Business performance reporting is better, but the average person has an easier time figuring out how a favorite team is performing than figuring what's going on with even a public company. Misguided government regulation, accounting-driven reporting diverging from economic reality, and business executives who, for competitive reasons, try not to be transparent, have made individual investing riskier than necessary.

We understand sports better than other sectors.

Most of us have played sports and understand how athletes, coaches, and general managers do their jobs. What we do not learn as a participant, we learn in 24x7 media discussions.

Few of us had granular exposure to business when growing up. We pay a lot of attention to health care, education, and local government, but their complexity makes understanding challenging, a complexity driven by government laws and regulations. Federal government school bus regulations span 300 pages. While driving a school bus is simpler than hitting a golf ball, running a school bus service is exceptionally and probably unnecessarily complex.

Sports have transcended local, regional, and national barriers to become global.

The market for sports talent sourcing and for marketing outreach is global. Every sport has sourced talent outside its borders, and every major sport originating in one country has exported its entertainment to many others. Baseball, basketball and ice hockey have broadened their reach far beyond their regions of origin since 1975.

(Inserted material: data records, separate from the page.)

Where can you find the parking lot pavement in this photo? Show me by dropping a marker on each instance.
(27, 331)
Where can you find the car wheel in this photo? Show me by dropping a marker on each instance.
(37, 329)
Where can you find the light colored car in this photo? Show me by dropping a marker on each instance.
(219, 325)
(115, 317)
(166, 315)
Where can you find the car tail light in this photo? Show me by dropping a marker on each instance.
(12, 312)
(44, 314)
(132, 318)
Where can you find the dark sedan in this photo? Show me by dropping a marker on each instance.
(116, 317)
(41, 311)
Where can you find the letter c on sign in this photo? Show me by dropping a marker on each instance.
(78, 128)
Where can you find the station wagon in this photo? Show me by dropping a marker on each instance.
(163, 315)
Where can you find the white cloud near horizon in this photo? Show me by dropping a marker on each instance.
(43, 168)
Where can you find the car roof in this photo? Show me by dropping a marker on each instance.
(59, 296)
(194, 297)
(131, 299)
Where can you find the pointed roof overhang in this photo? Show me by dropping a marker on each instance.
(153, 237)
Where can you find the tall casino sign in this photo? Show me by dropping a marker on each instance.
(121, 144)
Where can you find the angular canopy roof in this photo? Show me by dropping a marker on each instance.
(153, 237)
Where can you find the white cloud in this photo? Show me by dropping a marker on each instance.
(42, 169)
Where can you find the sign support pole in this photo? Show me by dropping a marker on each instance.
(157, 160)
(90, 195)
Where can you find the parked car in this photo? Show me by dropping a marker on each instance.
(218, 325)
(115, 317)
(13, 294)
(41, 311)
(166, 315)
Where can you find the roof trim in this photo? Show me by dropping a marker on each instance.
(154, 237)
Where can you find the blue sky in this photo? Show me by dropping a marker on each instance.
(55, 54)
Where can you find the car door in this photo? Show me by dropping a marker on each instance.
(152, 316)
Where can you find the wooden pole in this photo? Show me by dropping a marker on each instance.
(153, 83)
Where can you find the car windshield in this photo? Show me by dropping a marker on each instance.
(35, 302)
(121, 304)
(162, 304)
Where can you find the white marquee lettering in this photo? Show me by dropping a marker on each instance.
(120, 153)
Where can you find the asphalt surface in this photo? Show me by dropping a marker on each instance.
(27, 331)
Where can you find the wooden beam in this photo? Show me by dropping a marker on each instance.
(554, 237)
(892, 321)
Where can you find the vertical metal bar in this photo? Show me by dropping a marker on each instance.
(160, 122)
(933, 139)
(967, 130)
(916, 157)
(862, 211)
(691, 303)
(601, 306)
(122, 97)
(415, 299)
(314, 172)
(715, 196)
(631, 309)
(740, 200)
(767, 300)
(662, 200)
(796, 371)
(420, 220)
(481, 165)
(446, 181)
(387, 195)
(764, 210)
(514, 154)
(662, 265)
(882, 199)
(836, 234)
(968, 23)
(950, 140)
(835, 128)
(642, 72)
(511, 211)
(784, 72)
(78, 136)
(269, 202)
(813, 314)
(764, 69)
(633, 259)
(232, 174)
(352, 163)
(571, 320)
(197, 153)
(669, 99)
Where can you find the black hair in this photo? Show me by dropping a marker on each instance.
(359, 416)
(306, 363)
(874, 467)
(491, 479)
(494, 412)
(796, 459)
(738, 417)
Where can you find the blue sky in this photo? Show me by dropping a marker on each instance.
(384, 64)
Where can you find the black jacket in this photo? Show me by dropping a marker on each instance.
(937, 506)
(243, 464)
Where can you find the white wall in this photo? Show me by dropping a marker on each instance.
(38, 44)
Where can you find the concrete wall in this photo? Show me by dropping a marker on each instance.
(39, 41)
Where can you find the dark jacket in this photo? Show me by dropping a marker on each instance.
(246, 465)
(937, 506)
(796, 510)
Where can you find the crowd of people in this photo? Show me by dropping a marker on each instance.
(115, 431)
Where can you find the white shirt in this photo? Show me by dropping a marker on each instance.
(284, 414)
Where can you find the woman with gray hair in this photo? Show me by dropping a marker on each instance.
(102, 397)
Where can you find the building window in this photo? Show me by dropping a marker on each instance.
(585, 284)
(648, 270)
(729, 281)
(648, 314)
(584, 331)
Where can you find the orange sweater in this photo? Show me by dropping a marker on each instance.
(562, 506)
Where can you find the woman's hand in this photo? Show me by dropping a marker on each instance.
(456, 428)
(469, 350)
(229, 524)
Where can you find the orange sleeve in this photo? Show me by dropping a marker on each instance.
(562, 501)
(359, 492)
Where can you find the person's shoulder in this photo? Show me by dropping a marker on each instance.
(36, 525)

Sports know no boundaries in improving. Governments, health care systems, and school systems are highly localized and isolated. Some innovation occurs because small units of government experiment, but our governments, health care systems, and educational establishments are often untouched by global marketplaces and competitive standards. We do not know enough to demand that our schools be as good as those in Singapore, or that health and life expectancy should be comparable to Norway's, or that governments should complete big projects as efficiently as China does.

I long for the time when we demand as much of service sectors that matter deeply for global competitiveness as we do of our athletes and sports franchises.